Les questions que vous abordez-vous concerne l’ensemble de la communauté éducative, enseignants, non enseignants, parents d’élèves, syndicats et associations spécialisées. Comment envisagez-vous développer les coopérations avec l’ensemble de ces acteurs ?
Nous avons acté dans nos statuts de développer ces coopérations. Souvent, les leviers sont communs, il faut donc nous unir pour les activer. Et puis, vous savez, le partenariat, le travail en équipe est un marqueur fort de notre métier, c’est une condition sine qua non pour sécuriser le parcours de scolarité des élèves en SH.

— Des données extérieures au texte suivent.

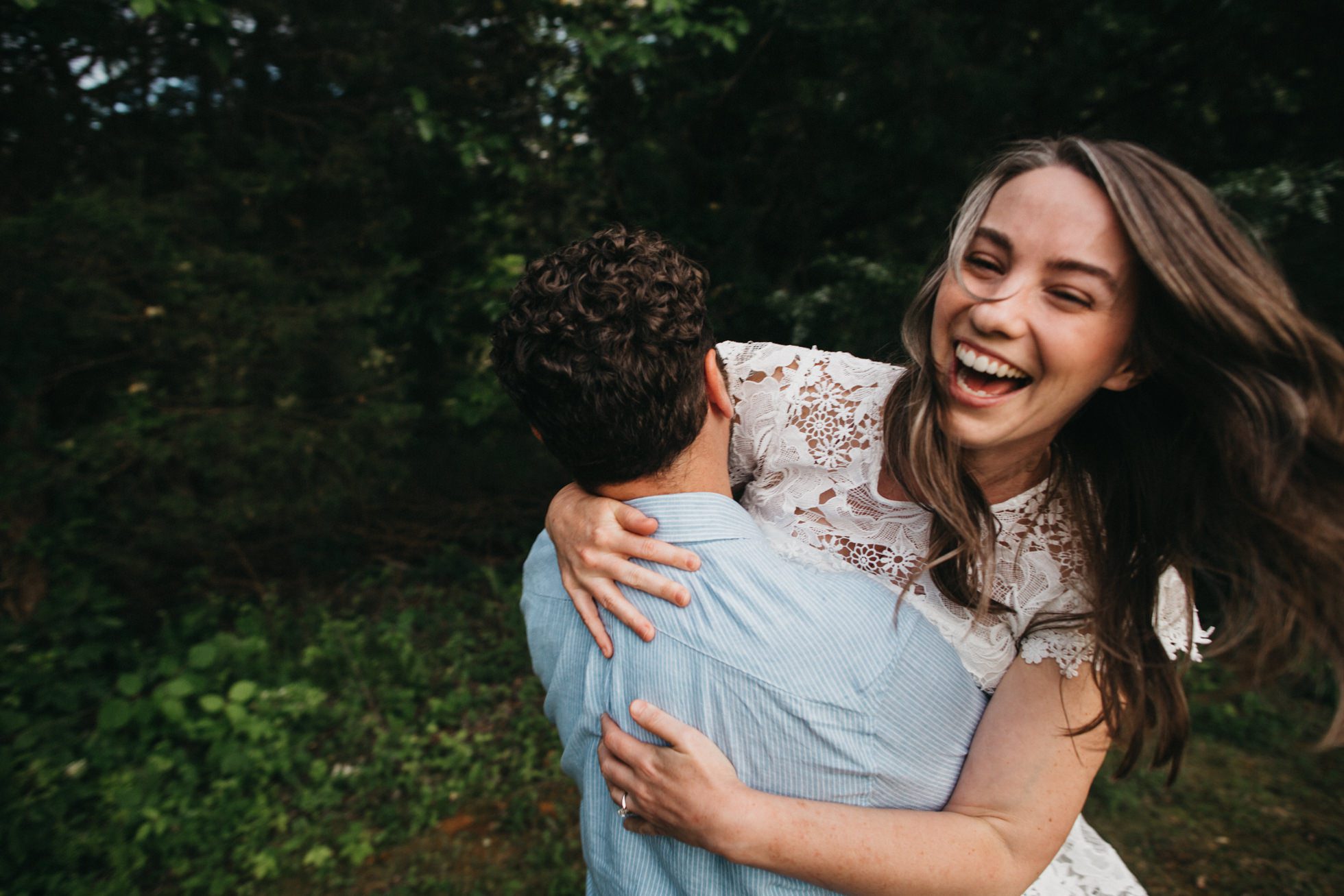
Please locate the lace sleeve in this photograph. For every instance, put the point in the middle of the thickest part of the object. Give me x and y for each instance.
(1175, 621)
(760, 402)
(1068, 645)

Et avec le Ministère ? Et les pouvoirs publics en général ?
A nous de nous faire connaître, de passer d’une posture invisible ou floue à celle de partenaire utile pour construire une école (plus) humaniste et plus juste. Nous pensons qu’au même titre que les MDPH, les IEN, les enseignants en classe, les AESH ou les structures de soins, nous pouvons apporter un regard intéressant auprès des instances locales et nationales.
En ce qui concerne votre association, comment allez-vous fonctionner ?
Nous avons voulu aller au plus simple. Cotisation la moins chère possible (15 euros par an), adhésion individuelle et représentation des ADER quand elles existent. Dématérialisation au maximum, facilitation du militantisme. Dans la mesure du possible, nous allons reproduire au national ce qui a permis localement de nous développer.
Quelles sont les prochaines étapes ?
Il y a tout à faire, même si le week-end que nous venons de passer a été très riche, que nous le percevons comme l’aboutissement d’un travail de longue haleine, nous n’en sommes qu’au point zéro ! Mais avant tout il va falloir nous faire connaître et lancer une campagne d’adhésion. Sans adhérent, pas de visibilité ! Et puis rapidement nous organiser en AG, à la rentrée de la prochaine année scolaire. Plusieurs réformes ministérielles sont en projet dans le cadre de la phase 2 de l’école inclusive. Notre intention est de nous faire entendre et de peser dans la balance.